# Import NLTK and Download Data:

In [1]:
import nltk
nltk.download('twitter_samples')

[nltk_data] Downloading package twitter_samples to
[nltk_data]     C:\Users\user\AppData\Roaming\nltk_data...
[nltk_data]   Package twitter_samples is already up-to-date!


True

In [2]:
from nltk.corpus import twitter_samples

In [3]:
positive_tweeet = twitter_samples.strings('positive_tweets.json')
negative_tweeet = twitter_samples.strings('negative_tweets.json')
text = twitter_samples.strings('tweets.20150430-223406.json')

In [4]:
nltk.download('punkt')

[nltk_data] Downloading package punkt to
[nltk_data]     C:\Users\user\AppData\Roaming\nltk_data...
[nltk_data]   Package punkt is already up-to-date!


True

# Data Preprocessing:

# Tokenization

In [5]:
tweet_tokens = twitter_samples.tokenized('positive_tweets.json')[0]
print(tweet_tokens[0])

#FollowFriday


# Normalization

In [6]:
# debug step to solve an error appeared when download wordnet and averaged_perceptron_tagger
import socket
socket.getaddrinfo('localhost', 8080)

[(<AddressFamily.AF_INET6: 23>, 0, 0, '', ('::1', 8080, 0, 0)),
 (<AddressFamily.AF_INET: 2>, 0, 0, '', ('127.0.0.1', 8080))]

In [7]:
import nltk
nltk.download('wordnet')
nltk.download('averaged_perceptron_tagger')

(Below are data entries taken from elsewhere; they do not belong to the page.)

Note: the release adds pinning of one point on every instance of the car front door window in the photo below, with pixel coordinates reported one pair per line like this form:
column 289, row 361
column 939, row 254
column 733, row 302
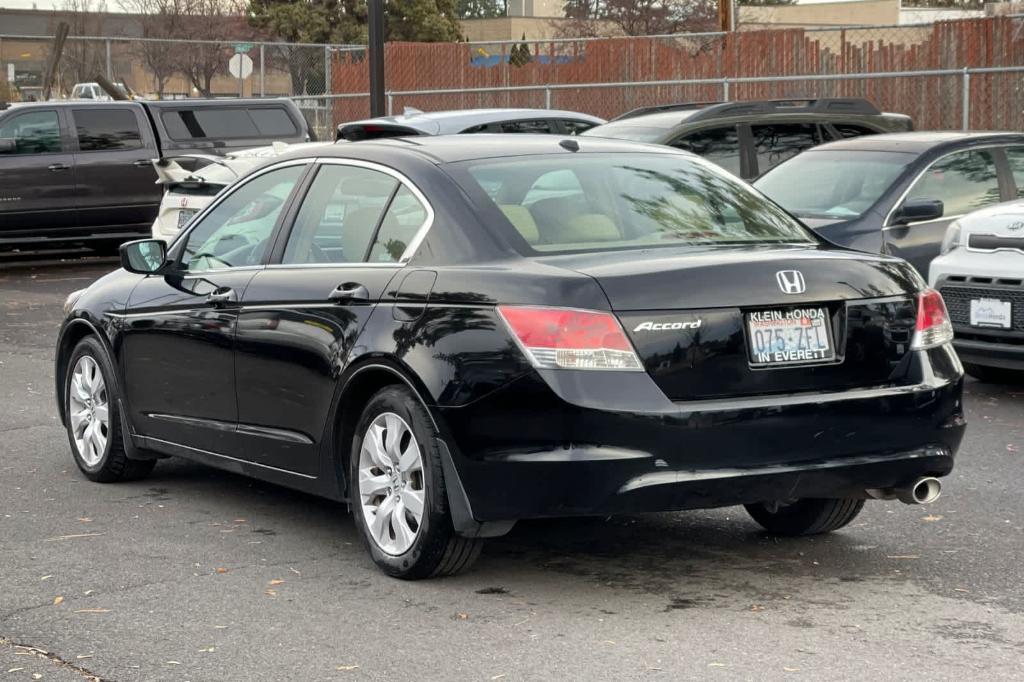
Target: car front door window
column 34, row 132
column 238, row 230
column 964, row 181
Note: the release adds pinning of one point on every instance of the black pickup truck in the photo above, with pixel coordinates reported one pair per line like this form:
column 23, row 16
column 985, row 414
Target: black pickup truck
column 81, row 172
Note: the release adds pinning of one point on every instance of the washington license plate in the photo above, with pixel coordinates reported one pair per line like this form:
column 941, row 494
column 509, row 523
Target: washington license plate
column 791, row 336
column 991, row 312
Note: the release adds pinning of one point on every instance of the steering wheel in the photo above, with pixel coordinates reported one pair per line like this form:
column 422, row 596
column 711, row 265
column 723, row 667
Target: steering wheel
column 210, row 256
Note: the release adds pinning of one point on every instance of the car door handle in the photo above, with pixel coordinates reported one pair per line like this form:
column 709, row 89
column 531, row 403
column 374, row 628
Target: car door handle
column 350, row 292
column 222, row 296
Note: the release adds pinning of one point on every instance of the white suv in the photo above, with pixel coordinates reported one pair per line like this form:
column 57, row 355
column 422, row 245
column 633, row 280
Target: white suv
column 980, row 273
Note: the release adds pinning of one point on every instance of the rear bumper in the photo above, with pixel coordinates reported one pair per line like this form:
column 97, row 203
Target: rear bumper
column 1000, row 350
column 561, row 445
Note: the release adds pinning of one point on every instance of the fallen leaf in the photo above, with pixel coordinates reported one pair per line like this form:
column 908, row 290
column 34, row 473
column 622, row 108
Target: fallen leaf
column 79, row 535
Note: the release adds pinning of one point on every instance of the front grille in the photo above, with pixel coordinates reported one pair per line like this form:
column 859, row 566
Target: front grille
column 993, row 243
column 958, row 303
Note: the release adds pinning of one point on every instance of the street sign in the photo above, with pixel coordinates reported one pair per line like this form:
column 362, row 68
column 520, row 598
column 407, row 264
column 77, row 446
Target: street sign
column 241, row 66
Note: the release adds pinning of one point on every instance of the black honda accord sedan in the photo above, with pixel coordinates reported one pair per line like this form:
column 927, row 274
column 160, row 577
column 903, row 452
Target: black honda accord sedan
column 454, row 336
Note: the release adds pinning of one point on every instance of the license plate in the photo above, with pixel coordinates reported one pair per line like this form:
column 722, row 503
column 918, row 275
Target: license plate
column 184, row 215
column 991, row 312
column 790, row 336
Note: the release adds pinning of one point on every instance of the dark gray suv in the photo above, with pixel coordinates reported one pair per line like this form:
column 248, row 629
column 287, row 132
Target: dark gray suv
column 747, row 138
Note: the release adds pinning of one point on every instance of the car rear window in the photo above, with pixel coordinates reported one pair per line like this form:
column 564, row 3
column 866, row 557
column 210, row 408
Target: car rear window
column 585, row 202
column 228, row 122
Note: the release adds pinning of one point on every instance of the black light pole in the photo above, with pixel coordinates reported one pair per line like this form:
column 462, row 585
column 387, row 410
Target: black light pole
column 376, row 54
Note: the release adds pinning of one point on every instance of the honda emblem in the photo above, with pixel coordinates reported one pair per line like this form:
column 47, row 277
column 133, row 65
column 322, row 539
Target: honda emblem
column 791, row 282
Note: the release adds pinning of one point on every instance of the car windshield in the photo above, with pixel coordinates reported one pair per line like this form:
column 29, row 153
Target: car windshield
column 629, row 129
column 834, row 184
column 586, row 202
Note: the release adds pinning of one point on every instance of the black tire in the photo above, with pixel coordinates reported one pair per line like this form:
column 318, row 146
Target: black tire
column 806, row 517
column 994, row 375
column 113, row 464
column 437, row 550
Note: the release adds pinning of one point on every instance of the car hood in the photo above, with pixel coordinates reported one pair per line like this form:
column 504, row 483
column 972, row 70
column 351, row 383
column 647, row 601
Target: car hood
column 1005, row 220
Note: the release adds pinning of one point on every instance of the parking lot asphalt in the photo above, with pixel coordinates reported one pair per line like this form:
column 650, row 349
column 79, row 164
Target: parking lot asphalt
column 200, row 574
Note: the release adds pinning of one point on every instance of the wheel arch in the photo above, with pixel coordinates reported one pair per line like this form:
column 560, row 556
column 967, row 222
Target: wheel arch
column 359, row 384
column 73, row 332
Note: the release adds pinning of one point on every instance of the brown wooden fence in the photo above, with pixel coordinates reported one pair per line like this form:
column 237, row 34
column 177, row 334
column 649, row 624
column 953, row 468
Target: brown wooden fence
column 935, row 101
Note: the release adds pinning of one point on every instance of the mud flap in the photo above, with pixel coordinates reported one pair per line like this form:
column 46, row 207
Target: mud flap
column 459, row 507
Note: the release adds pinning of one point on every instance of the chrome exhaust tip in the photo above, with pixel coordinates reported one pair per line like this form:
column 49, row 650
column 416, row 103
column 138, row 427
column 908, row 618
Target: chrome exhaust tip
column 922, row 492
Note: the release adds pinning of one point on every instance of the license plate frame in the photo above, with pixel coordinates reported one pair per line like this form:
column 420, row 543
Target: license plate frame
column 997, row 313
column 799, row 347
column 185, row 216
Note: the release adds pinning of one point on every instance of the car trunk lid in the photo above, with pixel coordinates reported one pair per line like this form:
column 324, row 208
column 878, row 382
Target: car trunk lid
column 706, row 322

[nltk_data] Downloading package wordnet to
[nltk_data]     C:\Users\user\AppData\Roaming\nltk_data...
[nltk_data]   Package wordnet is already up-to-date!
[nltk_data] Downloading package averaged_perceptron_tagger to
[nltk_data]     C:\Users\user\AppData\Roaming\nltk_data...
[nltk_data]   Package averaged_perceptron_tagger is already up-to-
[nltk_data]       date!


True

In [9]:
from nltk.tag import pos_tag
print(pos_tag(tweet_tokens))

[('#FollowFriday', 'JJ'), ('@France_Inte', 'NNP'), ('@PKuchly57', 'NNP'), ('@Milipol_Paris', 'NNP'), ('for', 'IN'), ('being', 'VBG'), ('top', 'JJ'), ('engaged', 'VBN'), ('members', 'NNS'), ('in', 'IN'), ('my', 'PRP$'), ('community', 'NN'), ('this', 'DT'), ('week', 'NN'), (':)', 'NN')]


In [10]:
from nltk.stem.wordnet import WordNetLemmatizer
def lemmatize_tweet(tokens):
    lemmatizer = WordNetLemmatizer()
    lemmatized_tweet = []
    for word,tag in pos_tag(tokens):
        if tag.startswith('NN'):
            pos = 'n'
        elif tag.startswith('VB'):
            pos = 'v'
        else:
            pos = 'a'
        lemmatized_tweet.append(lemmatizer.lemmatize(word,pos))
    return lemmatized_tweet
print(lemmatize_tweet(tweet_tokens))

['#FollowFriday', '@France_Inte', '@PKuchly57', '@Milipol_Paris', 'for', 'be', 'top', 'engage', 'member', 'in', 'my', 'community', 'this', 'week', ':)']


# Removing Noise

In [11]:
import re,string
def removie_noise(tweet_tokens,stop_words = ()):
    cleaned_tokens = []
    for token,tag in pos_tag(tweet_tokens):
        token = re.sub('http[s]?://(?:[a-zA-Z]|[0-9]|[$-_@.&+#]|[!*\(\),]|'\
                       '(?:%[0-9a-fA-F][0-9a-fA-F]))+','', token)
        token = re.sub("(@[A-Za-z0-9_]+)","",token)
        if tag.startswith('NN'):
            pos = 'n'
        elif tag.startswith('VB'):
            pos = 'v'
        else:
            pos = 'a'
        lemmatizer = WordNetLemmatizer()
        token = lemmatizer.lemmatize(token,pos)
        if len(token) > 0 and token not in string.punctuation and token.lower() not in stop_words:
            cleaned_tokens.append(token.lower())
    return cleaned_tokens  

In [12]:
nltk.download('stopwords')

[nltk_data] Downloading package stopwords to
[nltk_data]     C:\Users\user\AppData\Roaming\nltk_data...
[nltk_data]   Package stopwords is already up-to-date!


True

In [13]:
from nltk.corpus import stopwords
stop_words = stopwords.words('english')
print(removie_noise(tweet_tokens,stop_words))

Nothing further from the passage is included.